Earlier in the day, Federal Reserve Chairman Jerome Powell, who was renominated to his position by Biden, broke with the president’s preferred inflation narrative and told lawmakers that the steep rise in prices had begun before Russia invaded Ukraine.
“No, inflation was high before — certainly before the war in Ukraine broke out,” Powell said during a Senate Banking Committee hearing.
Sen. Bill Haggarty (R-TN), who had asked Powell the question about rising prices, responded that he was “glad to hear” Powell say that. “The Biden administration seems to be intent on deflecting blame,” Haggarty added.
When Powell’s comments were played for Sperling during his interview, the senior adviser didn’t budge, claiming there was nothing “contradictory” about Powell and Biden’s differing views on inflation.

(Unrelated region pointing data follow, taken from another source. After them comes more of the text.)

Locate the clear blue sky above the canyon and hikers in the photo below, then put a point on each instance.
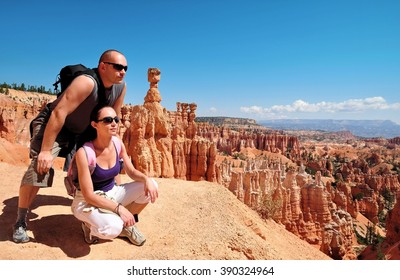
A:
(238, 58)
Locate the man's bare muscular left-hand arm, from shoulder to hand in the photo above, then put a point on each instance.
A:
(75, 94)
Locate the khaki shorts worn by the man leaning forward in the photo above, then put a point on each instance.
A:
(31, 177)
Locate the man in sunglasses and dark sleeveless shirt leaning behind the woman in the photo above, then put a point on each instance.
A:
(59, 124)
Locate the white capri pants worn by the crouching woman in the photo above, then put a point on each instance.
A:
(107, 225)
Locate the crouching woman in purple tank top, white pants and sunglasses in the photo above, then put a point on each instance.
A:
(105, 208)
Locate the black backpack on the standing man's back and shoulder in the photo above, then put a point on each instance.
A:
(70, 72)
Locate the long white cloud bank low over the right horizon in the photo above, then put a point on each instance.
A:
(301, 106)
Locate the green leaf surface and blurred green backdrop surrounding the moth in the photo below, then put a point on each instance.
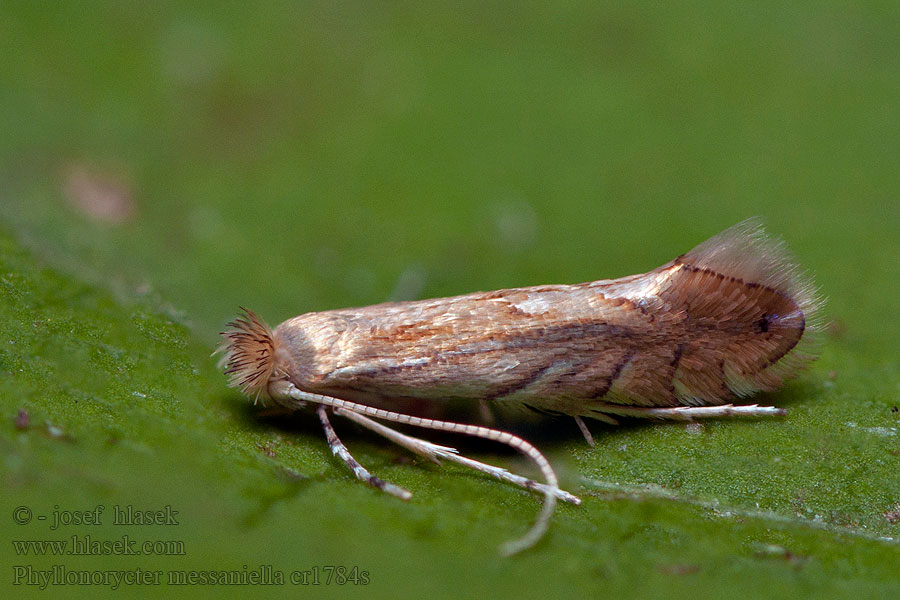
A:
(162, 164)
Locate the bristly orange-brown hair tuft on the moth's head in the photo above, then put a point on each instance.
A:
(248, 355)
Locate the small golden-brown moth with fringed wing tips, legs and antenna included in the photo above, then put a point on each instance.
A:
(732, 317)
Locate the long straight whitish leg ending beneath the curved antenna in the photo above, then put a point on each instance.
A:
(435, 452)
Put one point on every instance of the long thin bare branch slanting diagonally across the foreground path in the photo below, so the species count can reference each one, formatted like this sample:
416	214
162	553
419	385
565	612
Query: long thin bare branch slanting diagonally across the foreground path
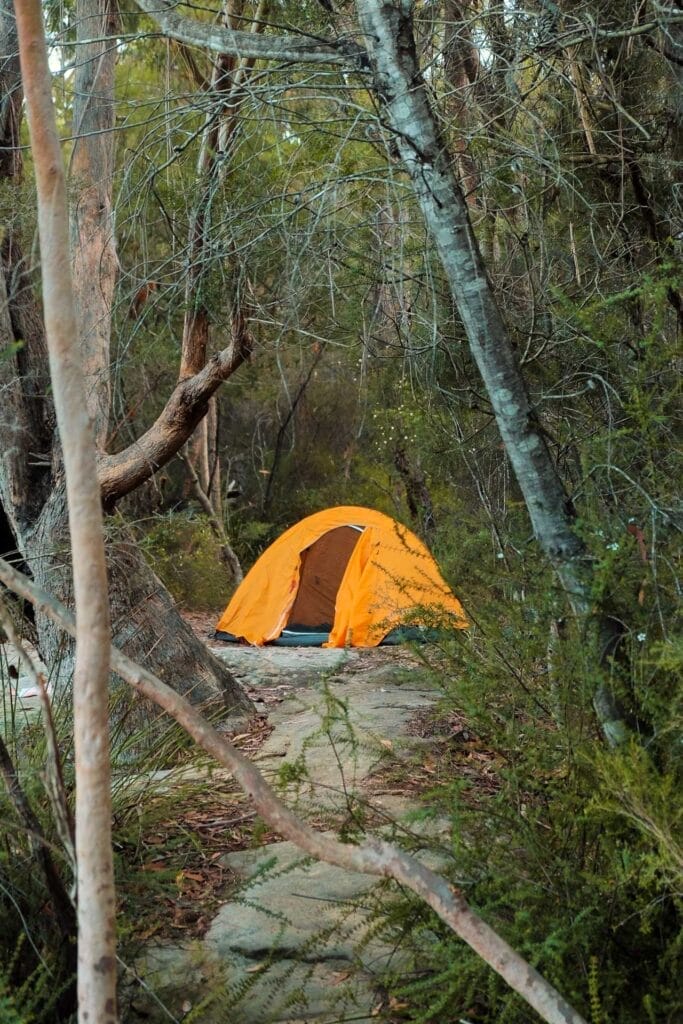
372	858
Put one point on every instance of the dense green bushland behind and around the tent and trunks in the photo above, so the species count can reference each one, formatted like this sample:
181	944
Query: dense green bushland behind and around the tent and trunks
361	391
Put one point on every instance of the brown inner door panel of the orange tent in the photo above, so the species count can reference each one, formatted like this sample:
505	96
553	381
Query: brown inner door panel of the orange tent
323	567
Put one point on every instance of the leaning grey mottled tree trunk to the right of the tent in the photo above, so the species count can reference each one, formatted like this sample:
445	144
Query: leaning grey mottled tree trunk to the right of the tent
389	32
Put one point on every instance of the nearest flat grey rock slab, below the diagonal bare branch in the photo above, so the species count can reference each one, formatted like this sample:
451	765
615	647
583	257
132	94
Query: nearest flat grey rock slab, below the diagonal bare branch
288	948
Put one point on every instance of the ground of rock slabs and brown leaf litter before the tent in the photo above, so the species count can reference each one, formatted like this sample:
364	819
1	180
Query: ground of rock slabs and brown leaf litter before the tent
225	922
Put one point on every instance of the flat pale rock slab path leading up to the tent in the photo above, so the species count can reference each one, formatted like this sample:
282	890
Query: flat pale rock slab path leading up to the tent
291	945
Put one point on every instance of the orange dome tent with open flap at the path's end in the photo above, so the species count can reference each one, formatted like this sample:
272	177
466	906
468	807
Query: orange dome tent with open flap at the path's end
345	577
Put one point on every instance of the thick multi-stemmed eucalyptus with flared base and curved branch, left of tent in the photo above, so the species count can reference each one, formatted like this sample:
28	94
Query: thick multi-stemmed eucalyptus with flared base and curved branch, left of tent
32	487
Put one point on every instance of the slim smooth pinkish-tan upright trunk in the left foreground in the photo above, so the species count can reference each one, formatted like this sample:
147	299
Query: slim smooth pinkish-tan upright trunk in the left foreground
97	922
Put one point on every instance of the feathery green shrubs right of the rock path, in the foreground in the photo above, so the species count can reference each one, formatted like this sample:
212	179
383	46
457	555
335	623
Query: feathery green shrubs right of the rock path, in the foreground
575	857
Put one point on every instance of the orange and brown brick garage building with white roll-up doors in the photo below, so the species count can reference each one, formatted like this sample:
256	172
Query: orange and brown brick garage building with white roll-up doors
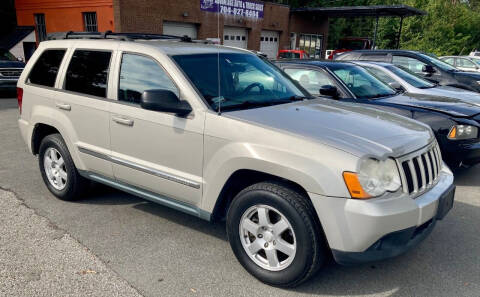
252	24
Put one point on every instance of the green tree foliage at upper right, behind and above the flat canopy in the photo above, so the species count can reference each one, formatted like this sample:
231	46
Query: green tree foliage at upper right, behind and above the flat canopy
451	27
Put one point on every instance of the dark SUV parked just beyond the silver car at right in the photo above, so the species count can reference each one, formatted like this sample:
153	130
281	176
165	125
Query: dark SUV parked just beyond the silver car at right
426	65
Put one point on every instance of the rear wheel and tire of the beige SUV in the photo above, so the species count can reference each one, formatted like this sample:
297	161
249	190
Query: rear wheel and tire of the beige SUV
71	185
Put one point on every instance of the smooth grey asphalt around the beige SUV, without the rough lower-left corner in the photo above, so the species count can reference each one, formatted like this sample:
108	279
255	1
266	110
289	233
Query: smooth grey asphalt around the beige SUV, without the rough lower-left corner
162	252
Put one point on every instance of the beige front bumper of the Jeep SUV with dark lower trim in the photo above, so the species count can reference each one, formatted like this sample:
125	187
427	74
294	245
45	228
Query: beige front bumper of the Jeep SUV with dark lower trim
368	230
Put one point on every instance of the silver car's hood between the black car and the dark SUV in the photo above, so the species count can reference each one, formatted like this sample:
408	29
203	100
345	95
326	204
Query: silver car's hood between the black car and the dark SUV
456	105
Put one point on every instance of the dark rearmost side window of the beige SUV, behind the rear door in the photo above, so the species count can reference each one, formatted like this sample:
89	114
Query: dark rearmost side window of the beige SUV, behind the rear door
45	70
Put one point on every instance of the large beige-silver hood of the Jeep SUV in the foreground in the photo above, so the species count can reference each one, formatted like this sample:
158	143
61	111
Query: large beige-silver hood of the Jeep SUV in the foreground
347	126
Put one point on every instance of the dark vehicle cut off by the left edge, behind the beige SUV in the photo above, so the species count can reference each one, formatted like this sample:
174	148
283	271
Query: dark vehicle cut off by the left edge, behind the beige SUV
10	70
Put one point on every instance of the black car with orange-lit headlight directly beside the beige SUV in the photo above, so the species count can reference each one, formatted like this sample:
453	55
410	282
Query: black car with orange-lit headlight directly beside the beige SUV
455	121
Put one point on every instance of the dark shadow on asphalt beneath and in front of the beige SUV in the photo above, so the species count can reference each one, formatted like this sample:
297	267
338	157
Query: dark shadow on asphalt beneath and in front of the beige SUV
449	256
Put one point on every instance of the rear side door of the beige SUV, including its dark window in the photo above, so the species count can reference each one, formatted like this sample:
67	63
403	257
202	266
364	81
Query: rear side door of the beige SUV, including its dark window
84	103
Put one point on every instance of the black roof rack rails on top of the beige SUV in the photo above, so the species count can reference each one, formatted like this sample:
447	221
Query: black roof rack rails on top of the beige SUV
117	36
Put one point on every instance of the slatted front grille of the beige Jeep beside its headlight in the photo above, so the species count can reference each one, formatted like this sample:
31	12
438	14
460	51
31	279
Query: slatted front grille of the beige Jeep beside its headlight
420	170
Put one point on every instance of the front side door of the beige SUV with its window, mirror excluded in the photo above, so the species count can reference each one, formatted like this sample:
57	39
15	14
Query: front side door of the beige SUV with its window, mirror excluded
156	151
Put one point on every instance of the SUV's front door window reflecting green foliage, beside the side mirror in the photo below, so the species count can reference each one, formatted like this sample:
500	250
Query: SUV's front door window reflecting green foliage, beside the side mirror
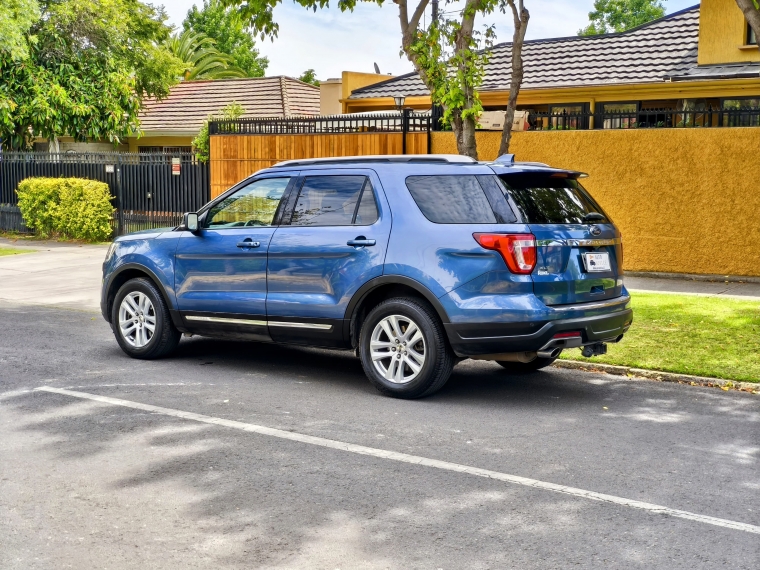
252	205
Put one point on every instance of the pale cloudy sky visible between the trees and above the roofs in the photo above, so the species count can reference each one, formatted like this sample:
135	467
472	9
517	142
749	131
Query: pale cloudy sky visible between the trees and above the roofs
329	41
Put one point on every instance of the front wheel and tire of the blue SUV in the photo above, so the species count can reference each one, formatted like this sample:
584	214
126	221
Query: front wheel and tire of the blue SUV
137	307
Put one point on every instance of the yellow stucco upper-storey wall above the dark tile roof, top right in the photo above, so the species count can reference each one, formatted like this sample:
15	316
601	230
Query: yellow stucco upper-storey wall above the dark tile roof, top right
722	32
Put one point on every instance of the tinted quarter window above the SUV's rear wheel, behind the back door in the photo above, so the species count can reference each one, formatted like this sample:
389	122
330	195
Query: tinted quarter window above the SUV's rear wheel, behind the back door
451	199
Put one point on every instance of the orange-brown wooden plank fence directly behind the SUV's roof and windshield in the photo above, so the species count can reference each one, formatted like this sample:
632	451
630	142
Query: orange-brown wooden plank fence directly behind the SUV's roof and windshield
235	157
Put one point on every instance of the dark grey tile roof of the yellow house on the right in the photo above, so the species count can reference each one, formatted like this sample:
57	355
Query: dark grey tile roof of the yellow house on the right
662	49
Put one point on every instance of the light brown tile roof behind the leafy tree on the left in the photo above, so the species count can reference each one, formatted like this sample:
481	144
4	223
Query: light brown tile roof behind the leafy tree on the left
190	102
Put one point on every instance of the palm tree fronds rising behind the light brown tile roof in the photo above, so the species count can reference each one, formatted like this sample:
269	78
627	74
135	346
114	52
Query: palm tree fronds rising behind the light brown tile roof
202	59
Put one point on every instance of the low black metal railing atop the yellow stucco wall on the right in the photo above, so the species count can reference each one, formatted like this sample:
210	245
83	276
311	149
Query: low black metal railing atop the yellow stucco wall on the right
645	118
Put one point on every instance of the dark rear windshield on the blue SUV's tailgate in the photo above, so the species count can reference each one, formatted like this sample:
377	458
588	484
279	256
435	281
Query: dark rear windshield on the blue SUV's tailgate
542	199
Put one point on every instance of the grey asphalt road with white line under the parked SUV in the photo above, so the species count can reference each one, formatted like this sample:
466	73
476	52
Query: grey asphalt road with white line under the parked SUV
90	484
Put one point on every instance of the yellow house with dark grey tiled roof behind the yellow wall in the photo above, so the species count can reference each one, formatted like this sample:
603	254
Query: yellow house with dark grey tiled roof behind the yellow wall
687	66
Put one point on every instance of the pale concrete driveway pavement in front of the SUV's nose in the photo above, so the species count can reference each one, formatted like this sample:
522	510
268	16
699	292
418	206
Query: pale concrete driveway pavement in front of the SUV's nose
53	273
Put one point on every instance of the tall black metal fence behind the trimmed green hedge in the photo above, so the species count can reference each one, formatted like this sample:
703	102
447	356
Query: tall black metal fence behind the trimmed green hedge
149	190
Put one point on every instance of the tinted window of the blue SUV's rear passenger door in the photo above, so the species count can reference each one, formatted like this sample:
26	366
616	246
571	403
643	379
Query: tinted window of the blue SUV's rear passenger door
335	201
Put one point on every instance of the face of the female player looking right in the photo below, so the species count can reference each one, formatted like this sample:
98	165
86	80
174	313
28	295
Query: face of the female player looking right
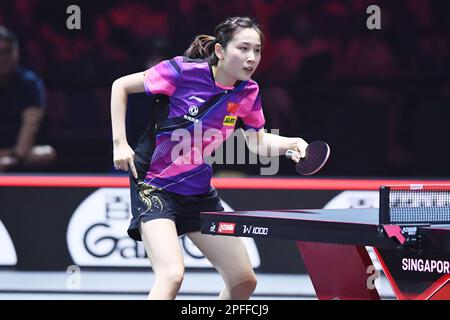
242	55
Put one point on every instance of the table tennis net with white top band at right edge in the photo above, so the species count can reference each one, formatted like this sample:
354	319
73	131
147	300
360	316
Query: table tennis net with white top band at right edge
415	204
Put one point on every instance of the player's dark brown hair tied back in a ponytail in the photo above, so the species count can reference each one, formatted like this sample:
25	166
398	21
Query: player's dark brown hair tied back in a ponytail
203	45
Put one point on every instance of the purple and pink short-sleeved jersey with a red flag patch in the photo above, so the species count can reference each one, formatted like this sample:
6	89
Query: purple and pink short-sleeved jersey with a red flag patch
201	115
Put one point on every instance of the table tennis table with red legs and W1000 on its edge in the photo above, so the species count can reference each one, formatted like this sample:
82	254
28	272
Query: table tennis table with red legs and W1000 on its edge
332	243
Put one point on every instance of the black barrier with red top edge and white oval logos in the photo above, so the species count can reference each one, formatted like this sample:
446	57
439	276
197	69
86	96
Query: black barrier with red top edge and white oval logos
55	226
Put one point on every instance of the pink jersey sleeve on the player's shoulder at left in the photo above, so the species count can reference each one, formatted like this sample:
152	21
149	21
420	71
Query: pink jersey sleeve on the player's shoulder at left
163	77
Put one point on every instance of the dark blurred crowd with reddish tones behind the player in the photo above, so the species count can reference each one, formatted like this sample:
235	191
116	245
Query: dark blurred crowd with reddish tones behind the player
380	98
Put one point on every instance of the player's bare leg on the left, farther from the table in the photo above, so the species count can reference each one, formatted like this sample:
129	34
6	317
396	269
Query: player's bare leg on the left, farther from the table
163	249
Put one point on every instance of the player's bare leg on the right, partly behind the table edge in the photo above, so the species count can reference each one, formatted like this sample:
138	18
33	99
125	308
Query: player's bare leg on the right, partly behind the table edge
229	256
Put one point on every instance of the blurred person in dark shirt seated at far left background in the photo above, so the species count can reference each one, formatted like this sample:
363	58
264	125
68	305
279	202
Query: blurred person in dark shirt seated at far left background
22	107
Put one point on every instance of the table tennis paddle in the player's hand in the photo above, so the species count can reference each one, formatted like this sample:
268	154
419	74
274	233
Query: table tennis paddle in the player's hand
316	155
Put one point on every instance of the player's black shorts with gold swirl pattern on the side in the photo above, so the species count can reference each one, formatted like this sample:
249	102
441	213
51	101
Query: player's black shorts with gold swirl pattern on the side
149	203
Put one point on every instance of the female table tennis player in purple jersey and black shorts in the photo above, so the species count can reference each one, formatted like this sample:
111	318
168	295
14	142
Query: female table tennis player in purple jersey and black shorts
207	88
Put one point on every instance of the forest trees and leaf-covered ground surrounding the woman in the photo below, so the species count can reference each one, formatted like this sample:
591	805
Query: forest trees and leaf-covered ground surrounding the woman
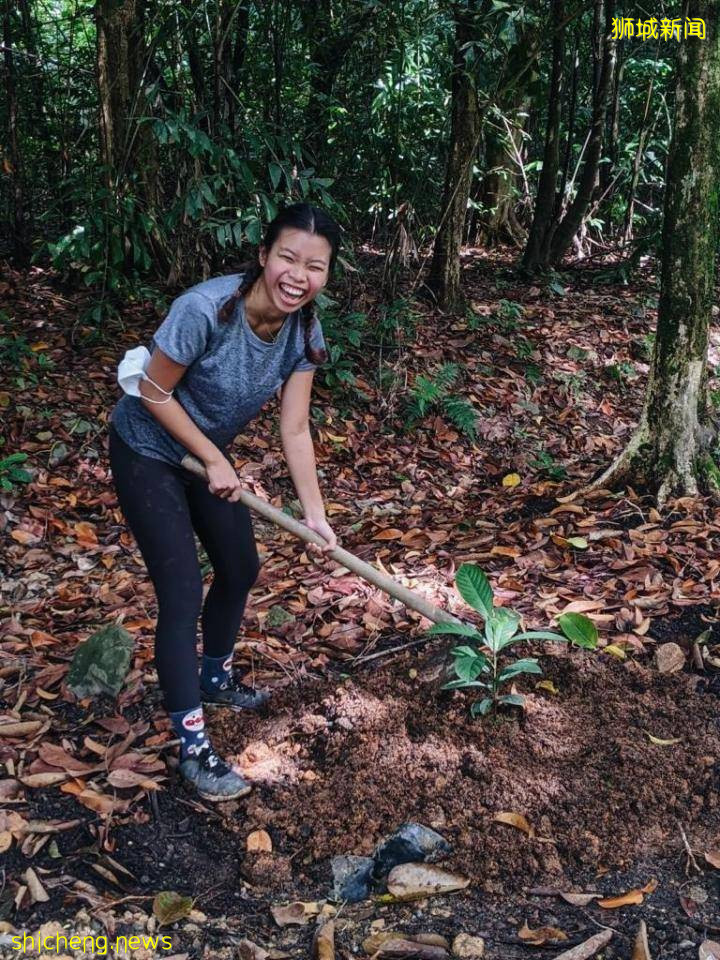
522	375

“Jake, that is clearly correct, and that is not contradictory with anything this president said,” he told CNN’s Jake Tapper.
Despite Sperling’s insistence otherwise, the Biden administration has for months referred to the out-of-control rise in prices as the “Putin Price Hike.” Earlier this month, after inflation increased from 8.3% to 8.6% in May, the president released a statement telling Americans that “Putin’s Price Hike hit hard in May here.”
Recent polling shows that only 11% of Americans believe Biden’s claim that the war in Ukraine is to blame for sky-high gas prices. In contrast, 52% of those polled put the responsibility on the president and his regressive energy policies.